D’abord celle conduite par le Parti démocratique de Côte d’Ivoire (Pdci) du Président Henri Konan Bédié. Ce dernier, proclamé président du CNT au lendemain du scrutin présidentiel du 31 octobre 2020, a renoncé à ce titre et se montre plutôt disposé à poursuivre le dialogue politique dans le cadre de l’ordre constitutionnel. Le Front populaire ivoirien (FPI), tendance Laurent Gbagbo, est également dans cette dynamique qu’espère emprunter l’ancien parti unique. On se souvient qu’au sortir d’une rencontre avec le Premier ministre Hamed Bakayoko, le 12 novembre dernier, le prof Assoa Adou avait clairement affiché la disponibilité de Laurent Gbagbo et de son parti à participer pleinement aux discussions.

Ces deux formations politiques de l’opposition se détachent de l’aile radicale, emmenée par le trio Guillaume Soro de Génération et peuples solidaires (GPS), d’Albert Mabri Toikeusse de l’Union pour la démocratie et la paix (Udpci- Arc-en-ciel ) et du FPI légal tenu par Pascal Affi N’Guessan. Tous les trois n’entendent pas renoncer à leur projet de transition et du CNT. Le dernier a d’ailleurs été mis aux arrêts quand Guillaume Soro et Albert Mabri Toikeusse sont sous le coup de poursuites judiciaires.

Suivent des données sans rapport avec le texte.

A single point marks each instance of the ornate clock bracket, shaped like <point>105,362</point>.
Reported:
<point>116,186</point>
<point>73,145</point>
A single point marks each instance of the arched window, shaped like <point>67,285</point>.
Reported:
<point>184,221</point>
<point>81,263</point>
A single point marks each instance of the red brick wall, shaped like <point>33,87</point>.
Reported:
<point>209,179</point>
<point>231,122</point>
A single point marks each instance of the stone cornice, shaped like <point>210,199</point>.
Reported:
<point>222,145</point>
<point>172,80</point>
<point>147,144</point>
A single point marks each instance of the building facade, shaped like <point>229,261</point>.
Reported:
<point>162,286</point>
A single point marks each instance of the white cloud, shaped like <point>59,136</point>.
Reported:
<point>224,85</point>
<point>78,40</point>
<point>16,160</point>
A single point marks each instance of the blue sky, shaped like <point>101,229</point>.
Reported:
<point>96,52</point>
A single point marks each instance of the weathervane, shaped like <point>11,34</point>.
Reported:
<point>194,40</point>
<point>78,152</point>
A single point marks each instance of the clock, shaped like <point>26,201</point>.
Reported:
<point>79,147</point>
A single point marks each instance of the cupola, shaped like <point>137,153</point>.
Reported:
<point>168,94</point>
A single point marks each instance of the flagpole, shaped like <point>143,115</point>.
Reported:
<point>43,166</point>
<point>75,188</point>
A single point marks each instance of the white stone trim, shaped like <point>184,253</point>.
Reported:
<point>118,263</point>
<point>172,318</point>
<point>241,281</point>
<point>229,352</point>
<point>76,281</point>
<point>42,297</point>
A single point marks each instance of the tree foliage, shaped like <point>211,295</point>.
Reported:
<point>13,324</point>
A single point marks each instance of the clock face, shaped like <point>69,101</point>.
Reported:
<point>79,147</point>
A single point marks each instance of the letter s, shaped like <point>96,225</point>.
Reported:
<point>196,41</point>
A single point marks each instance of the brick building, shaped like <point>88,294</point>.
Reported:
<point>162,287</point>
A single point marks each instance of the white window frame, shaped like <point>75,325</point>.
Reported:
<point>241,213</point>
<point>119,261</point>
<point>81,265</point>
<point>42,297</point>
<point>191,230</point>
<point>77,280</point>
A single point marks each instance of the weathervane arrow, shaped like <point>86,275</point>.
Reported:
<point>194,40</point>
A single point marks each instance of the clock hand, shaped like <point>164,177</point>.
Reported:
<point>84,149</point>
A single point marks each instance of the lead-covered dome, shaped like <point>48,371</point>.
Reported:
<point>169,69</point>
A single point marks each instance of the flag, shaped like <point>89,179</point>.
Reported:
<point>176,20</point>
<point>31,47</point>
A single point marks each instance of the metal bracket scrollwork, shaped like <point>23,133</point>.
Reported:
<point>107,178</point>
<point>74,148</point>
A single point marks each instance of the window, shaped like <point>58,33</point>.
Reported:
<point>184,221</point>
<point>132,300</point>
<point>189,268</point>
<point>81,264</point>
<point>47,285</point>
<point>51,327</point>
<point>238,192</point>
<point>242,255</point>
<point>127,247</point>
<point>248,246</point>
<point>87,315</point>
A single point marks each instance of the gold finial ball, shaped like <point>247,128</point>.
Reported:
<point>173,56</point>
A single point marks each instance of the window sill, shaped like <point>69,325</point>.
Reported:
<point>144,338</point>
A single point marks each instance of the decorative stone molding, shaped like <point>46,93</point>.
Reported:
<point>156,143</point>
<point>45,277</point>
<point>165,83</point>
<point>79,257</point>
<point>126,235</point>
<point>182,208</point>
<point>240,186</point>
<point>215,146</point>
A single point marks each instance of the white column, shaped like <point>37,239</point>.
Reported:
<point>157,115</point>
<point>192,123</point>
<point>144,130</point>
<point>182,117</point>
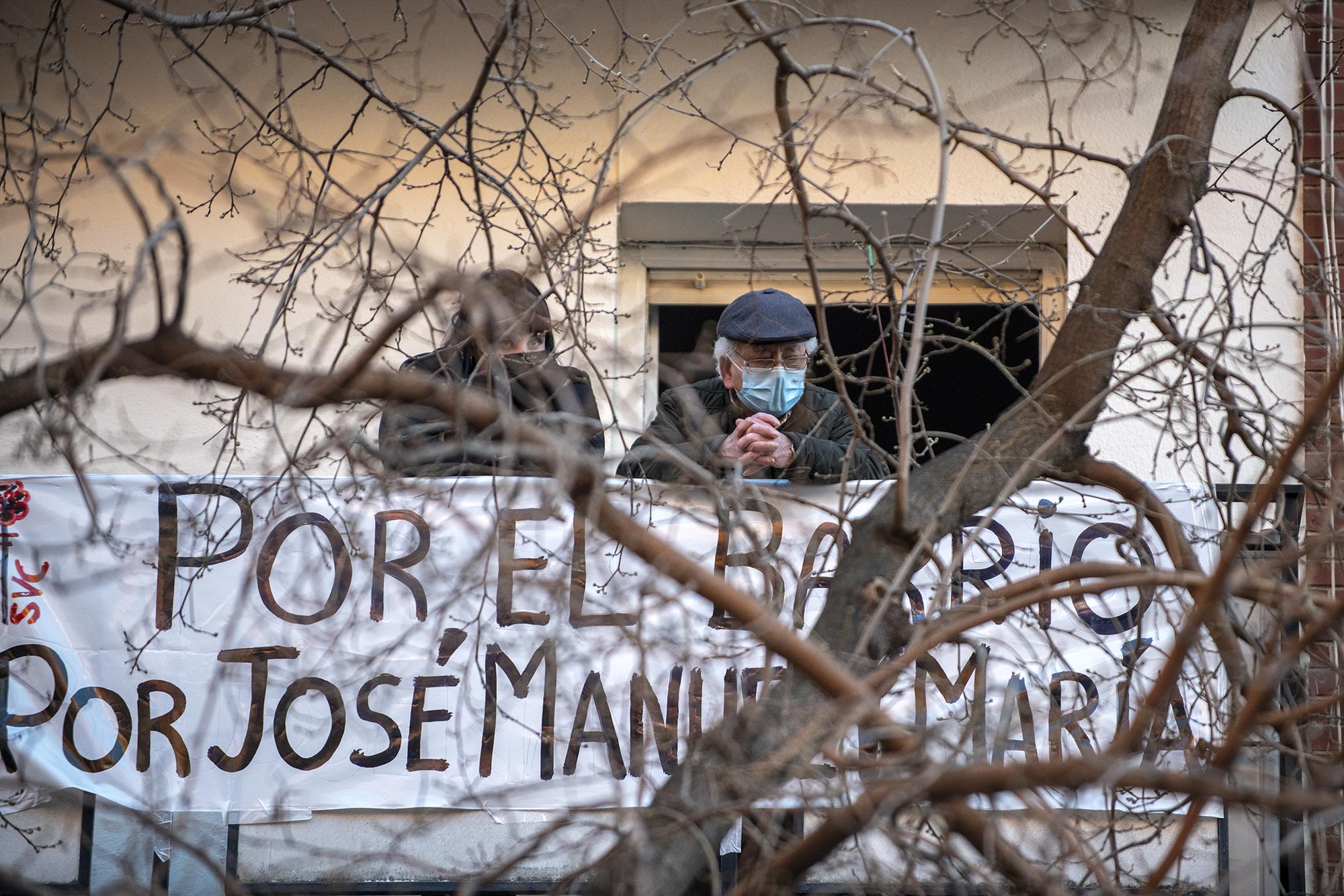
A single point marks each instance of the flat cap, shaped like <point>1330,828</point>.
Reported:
<point>767,316</point>
<point>515,304</point>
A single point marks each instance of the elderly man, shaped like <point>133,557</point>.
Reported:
<point>759,416</point>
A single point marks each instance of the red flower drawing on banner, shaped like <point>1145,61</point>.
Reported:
<point>14,502</point>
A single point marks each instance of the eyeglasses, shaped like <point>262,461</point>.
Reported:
<point>792,362</point>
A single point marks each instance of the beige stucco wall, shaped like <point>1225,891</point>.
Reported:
<point>667,156</point>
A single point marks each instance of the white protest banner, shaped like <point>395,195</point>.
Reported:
<point>260,644</point>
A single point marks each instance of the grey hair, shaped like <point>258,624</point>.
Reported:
<point>724,347</point>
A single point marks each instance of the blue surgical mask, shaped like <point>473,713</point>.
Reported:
<point>775,392</point>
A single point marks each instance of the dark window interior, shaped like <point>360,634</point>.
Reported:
<point>960,392</point>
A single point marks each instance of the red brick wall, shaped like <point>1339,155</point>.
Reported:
<point>1326,453</point>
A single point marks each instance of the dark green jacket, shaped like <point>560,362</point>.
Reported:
<point>693,421</point>
<point>420,441</point>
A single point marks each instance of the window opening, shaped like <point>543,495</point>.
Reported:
<point>982,349</point>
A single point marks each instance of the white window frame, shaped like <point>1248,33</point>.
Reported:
<point>655,275</point>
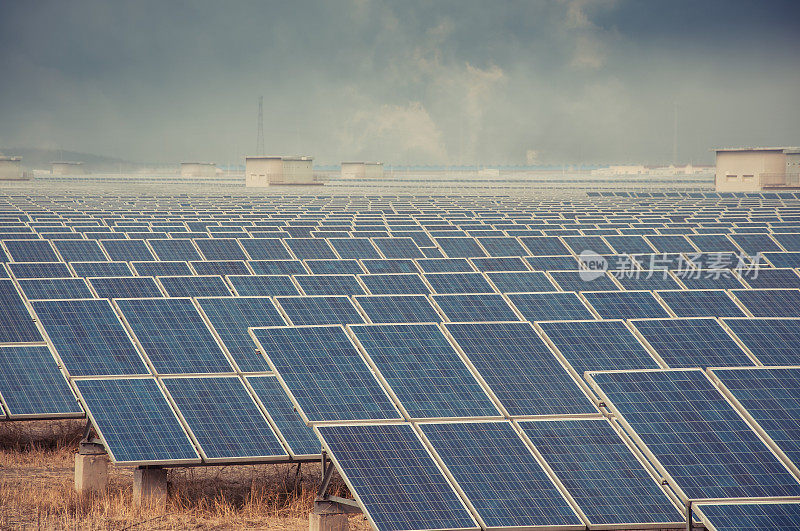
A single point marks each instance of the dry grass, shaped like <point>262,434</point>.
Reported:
<point>36,490</point>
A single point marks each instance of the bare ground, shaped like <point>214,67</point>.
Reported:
<point>36,490</point>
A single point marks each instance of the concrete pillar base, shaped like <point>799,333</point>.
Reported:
<point>328,522</point>
<point>91,473</point>
<point>150,487</point>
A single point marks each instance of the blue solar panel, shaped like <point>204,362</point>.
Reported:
<point>395,478</point>
<point>395,284</point>
<point>345,390</point>
<point>263,285</point>
<point>770,302</point>
<point>550,306</point>
<point>125,287</point>
<point>519,368</point>
<point>174,336</point>
<point>424,371</point>
<point>195,286</point>
<point>696,435</point>
<point>752,516</point>
<point>684,343</point>
<point>300,438</point>
<point>319,310</point>
<point>598,345</point>
<point>128,413</point>
<point>101,269</point>
<point>499,475</point>
<point>31,385</point>
<point>232,316</point>
<point>329,285</point>
<point>228,428</point>
<point>514,282</point>
<point>625,304</point>
<point>55,288</point>
<point>175,250</point>
<point>601,473</point>
<point>398,309</point>
<point>475,308</point>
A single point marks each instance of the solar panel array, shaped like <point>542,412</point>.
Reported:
<point>459,347</point>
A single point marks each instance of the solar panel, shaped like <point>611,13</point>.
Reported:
<point>394,478</point>
<point>695,435</point>
<point>129,438</point>
<point>195,286</point>
<point>263,285</point>
<point>89,337</point>
<point>550,306</point>
<point>303,311</point>
<point>770,302</point>
<point>226,429</point>
<point>55,288</point>
<point>101,269</point>
<point>41,270</point>
<point>751,516</point>
<point>625,304</point>
<point>301,439</point>
<point>519,369</point>
<point>423,370</point>
<point>499,475</point>
<point>398,309</point>
<point>329,285</point>
<point>125,287</point>
<point>174,336</point>
<point>232,316</point>
<point>32,386</point>
<point>345,390</point>
<point>598,345</point>
<point>31,251</point>
<point>475,307</point>
<point>684,343</point>
<point>606,480</point>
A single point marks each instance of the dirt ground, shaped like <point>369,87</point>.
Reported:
<point>36,490</point>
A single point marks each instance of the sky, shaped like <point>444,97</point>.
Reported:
<point>405,82</point>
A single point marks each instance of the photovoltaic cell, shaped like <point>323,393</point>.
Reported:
<point>89,337</point>
<point>520,369</point>
<point>174,336</point>
<point>499,475</point>
<point>232,316</point>
<point>696,435</point>
<point>345,390</point>
<point>31,385</point>
<point>224,418</point>
<point>128,413</point>
<point>395,478</point>
<point>601,473</point>
<point>424,371</point>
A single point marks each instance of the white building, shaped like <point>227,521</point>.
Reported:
<point>11,169</point>
<point>67,168</point>
<point>753,169</point>
<point>273,170</point>
<point>198,169</point>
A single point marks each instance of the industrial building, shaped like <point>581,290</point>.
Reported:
<point>11,169</point>
<point>274,170</point>
<point>752,169</point>
<point>198,169</point>
<point>67,168</point>
<point>362,170</point>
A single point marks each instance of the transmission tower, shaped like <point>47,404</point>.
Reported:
<point>260,137</point>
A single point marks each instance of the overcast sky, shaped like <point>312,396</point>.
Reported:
<point>436,82</point>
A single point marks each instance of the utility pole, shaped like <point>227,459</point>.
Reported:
<point>260,137</point>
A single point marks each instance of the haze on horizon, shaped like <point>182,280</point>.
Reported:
<point>444,82</point>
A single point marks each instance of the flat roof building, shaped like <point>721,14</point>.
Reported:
<point>752,169</point>
<point>275,170</point>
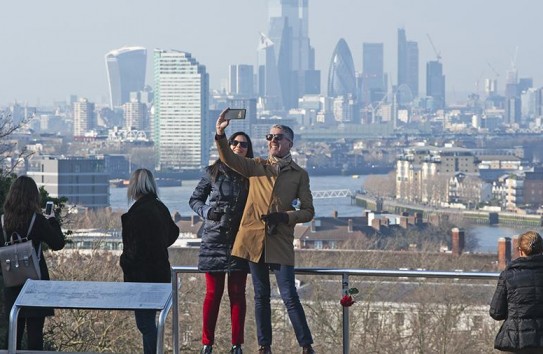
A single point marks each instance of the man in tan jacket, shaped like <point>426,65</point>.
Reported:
<point>266,233</point>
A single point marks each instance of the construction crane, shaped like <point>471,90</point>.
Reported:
<point>494,70</point>
<point>438,53</point>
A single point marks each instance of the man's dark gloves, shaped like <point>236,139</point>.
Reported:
<point>275,218</point>
<point>214,215</point>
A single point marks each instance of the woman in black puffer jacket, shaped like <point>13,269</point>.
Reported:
<point>220,199</point>
<point>519,299</point>
<point>148,231</point>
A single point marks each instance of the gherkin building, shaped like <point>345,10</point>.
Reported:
<point>341,75</point>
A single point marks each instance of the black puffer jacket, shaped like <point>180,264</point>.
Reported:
<point>519,301</point>
<point>148,231</point>
<point>228,193</point>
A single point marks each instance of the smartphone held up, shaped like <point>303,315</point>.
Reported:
<point>49,208</point>
<point>235,113</point>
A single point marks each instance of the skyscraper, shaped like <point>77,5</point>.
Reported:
<point>84,117</point>
<point>341,75</point>
<point>269,87</point>
<point>295,58</point>
<point>181,129</point>
<point>373,76</point>
<point>408,66</point>
<point>435,83</point>
<point>125,73</point>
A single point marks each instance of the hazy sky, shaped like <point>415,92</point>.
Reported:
<point>52,48</point>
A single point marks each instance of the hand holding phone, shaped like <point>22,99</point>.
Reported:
<point>235,113</point>
<point>49,208</point>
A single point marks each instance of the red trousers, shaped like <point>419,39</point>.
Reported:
<point>238,307</point>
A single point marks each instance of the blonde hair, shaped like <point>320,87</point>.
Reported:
<point>530,243</point>
<point>141,183</point>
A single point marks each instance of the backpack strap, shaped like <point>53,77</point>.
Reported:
<point>31,224</point>
<point>4,229</point>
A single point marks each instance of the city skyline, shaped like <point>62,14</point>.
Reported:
<point>45,49</point>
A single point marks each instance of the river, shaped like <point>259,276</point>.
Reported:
<point>176,199</point>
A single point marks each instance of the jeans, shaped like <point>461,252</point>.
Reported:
<point>146,323</point>
<point>212,301</point>
<point>260,273</point>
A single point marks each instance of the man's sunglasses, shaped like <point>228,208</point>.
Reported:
<point>276,137</point>
<point>243,144</point>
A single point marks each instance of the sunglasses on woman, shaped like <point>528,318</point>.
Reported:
<point>243,144</point>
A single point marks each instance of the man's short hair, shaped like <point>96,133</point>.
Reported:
<point>286,130</point>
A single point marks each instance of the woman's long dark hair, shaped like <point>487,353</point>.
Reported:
<point>214,168</point>
<point>22,201</point>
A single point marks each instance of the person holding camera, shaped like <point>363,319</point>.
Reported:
<point>266,232</point>
<point>219,198</point>
<point>22,205</point>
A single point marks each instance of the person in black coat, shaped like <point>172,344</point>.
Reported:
<point>519,299</point>
<point>219,198</point>
<point>148,230</point>
<point>21,204</point>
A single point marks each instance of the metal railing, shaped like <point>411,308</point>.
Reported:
<point>345,273</point>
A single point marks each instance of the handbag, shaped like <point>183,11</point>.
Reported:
<point>18,258</point>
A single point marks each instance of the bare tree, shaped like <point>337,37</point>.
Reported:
<point>11,153</point>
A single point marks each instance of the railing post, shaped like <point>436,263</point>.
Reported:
<point>345,290</point>
<point>175,316</point>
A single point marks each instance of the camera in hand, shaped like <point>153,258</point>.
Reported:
<point>48,208</point>
<point>235,113</point>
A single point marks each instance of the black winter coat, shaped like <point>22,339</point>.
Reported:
<point>148,231</point>
<point>519,301</point>
<point>229,194</point>
<point>44,230</point>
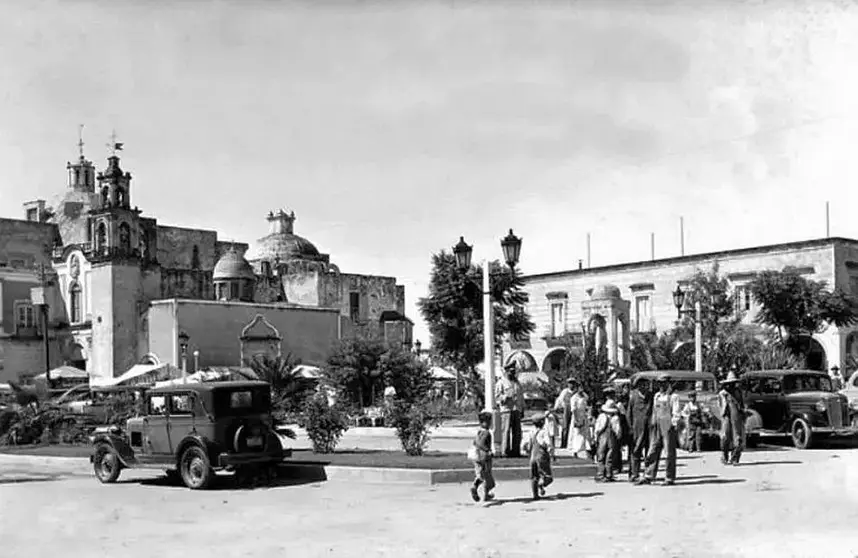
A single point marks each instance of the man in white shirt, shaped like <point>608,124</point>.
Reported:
<point>666,415</point>
<point>510,399</point>
<point>564,405</point>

Marcel Amon Tano et dans une certaine mesure Mamadou Koulibaly de Lider et bien d’autres petits partis, constituent le troisième bloc du démembrement de l’opposition ivoirienne. Le premier, Marcel Amon Tanoh, avait très rapidement pris ses distances d’avec le projet du CNT. Et il continue toujours de défendre sa position… Le président de la République, lui, se montre bien disponible et veut aller de l’avant. Mardi lors du conseil politique du Rhdp à Abidjan, il a annoncé avoir instruit Hamed Bakayoko afin qu’il renoue «le dialogue avec le PDCI-RDA et le FPI afin de leur permettre de reprendre leur place dans le dialogue politique».